Volatile organic compounds are used in pharmaceutical manufacturing during the production of drug substances, pharmaceutical additives, and drug products. Known also as residual solvents, they account for 50-90 percent of mass in typical pharmaceutical operations and represent most of the process toxicity. Testing for the presence of these solvents, therefore, is critical for patient safety. Testing commonly follows United States Pharmacopeia (USP) Method <467> guidelines, which suggest a gas chromatography (GC) runtime of 60 min. In addition, it is recommended that Class 1 and 2 solvents be identified and quantitated by complementary methods utilizing different stationary phase selectivity when solvents are found to meet or exceed the permitted daily exposure (PDE) concentration limits. In this unique application, a gas chromatography–vacuum ultraviolet (GC-VUV; VUV Analytics VGA-100) method was developed to significantly reduce the analytical bottleneck involved in the testing of residual solvents. Experiments were undertaken to demonstrate the chromatographic capabilities of GC-VUV when applied to residual solvent analysis using model pharmaceutical matrices such as generic throat spray. Samples were prepared by mixing 2-mL of water with 25-100 mg/mL of pharmaceutical product and spiking Class 2 Solvent Mix A and B (Restek) to meet the desired concentration limits. The total GC runtime was set to eight minutes and used throughout the GC-VUV residual solvent application.

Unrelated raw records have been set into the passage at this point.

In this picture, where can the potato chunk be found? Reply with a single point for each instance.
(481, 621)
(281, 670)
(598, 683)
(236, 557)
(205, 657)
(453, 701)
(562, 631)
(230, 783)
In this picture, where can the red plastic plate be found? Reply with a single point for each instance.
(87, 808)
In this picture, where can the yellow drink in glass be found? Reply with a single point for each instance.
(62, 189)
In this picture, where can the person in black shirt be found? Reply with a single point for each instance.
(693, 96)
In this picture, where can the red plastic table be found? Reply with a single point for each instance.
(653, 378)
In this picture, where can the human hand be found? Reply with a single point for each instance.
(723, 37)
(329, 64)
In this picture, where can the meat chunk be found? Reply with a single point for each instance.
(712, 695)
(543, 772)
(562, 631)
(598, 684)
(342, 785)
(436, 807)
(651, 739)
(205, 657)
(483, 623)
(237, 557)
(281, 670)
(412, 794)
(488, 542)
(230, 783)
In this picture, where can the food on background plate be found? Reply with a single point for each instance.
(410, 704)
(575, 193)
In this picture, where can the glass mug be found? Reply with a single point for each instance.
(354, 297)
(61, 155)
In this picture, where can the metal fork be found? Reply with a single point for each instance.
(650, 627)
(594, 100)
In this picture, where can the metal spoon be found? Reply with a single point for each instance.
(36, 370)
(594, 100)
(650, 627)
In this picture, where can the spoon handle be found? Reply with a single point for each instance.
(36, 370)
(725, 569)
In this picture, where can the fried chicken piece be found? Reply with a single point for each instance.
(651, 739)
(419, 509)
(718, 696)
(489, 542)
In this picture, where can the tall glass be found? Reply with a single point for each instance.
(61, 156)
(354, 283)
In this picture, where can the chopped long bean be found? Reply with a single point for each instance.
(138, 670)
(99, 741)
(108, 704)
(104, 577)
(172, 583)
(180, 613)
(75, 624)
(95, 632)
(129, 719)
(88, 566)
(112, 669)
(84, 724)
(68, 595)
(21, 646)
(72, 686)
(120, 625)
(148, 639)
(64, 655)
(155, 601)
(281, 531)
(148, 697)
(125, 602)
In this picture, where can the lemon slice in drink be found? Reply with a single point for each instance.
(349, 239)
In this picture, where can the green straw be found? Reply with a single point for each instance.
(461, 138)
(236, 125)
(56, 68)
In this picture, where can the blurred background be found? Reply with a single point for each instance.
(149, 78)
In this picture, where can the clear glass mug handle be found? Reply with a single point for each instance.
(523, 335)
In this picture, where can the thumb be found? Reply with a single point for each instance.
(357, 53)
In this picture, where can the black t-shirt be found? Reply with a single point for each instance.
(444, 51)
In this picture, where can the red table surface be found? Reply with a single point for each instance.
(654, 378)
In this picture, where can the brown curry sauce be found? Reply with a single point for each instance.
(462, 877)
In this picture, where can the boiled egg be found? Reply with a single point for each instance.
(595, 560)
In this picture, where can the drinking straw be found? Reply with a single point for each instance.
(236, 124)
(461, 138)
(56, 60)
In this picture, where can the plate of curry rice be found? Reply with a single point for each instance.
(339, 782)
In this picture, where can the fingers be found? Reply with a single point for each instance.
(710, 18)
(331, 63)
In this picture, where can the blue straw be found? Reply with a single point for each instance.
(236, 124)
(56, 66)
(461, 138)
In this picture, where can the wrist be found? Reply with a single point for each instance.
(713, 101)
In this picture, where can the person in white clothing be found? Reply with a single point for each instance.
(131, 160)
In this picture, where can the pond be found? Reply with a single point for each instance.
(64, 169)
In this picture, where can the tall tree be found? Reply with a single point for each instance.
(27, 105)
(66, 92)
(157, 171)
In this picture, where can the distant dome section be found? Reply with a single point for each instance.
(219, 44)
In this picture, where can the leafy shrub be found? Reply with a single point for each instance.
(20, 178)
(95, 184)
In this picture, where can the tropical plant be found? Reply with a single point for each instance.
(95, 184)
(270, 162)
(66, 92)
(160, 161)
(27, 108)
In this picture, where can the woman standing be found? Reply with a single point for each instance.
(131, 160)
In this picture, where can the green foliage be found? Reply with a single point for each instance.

This method for residual solvent analysis was shown to offer a few key advantages over USP Method 467 experimental conditions. First, VUV absorbance spectra provided authoritative solvent identification as well as compound quantitation. Second, chromatographic compression was possible without any loss of data quality. Runtimes of 8 minutes or less – a 5× or greater reduction – were shown to be sufficient for the analysis of Class 1 and 2 residual solvents. Third, different residual solvent classes could be analyzed in a single run. The VUV detector delivered a linear, highly reproducible response at concentrations ranging from 2× to 0.1× the Class 1 and 2 PDE detection, and the ability to deconvolve analyte co-elution. In summary: the analysis of residual solvents by GC-VUV delivers a single method for the identification and quantitation of toxic compounds in pharmaceutical products.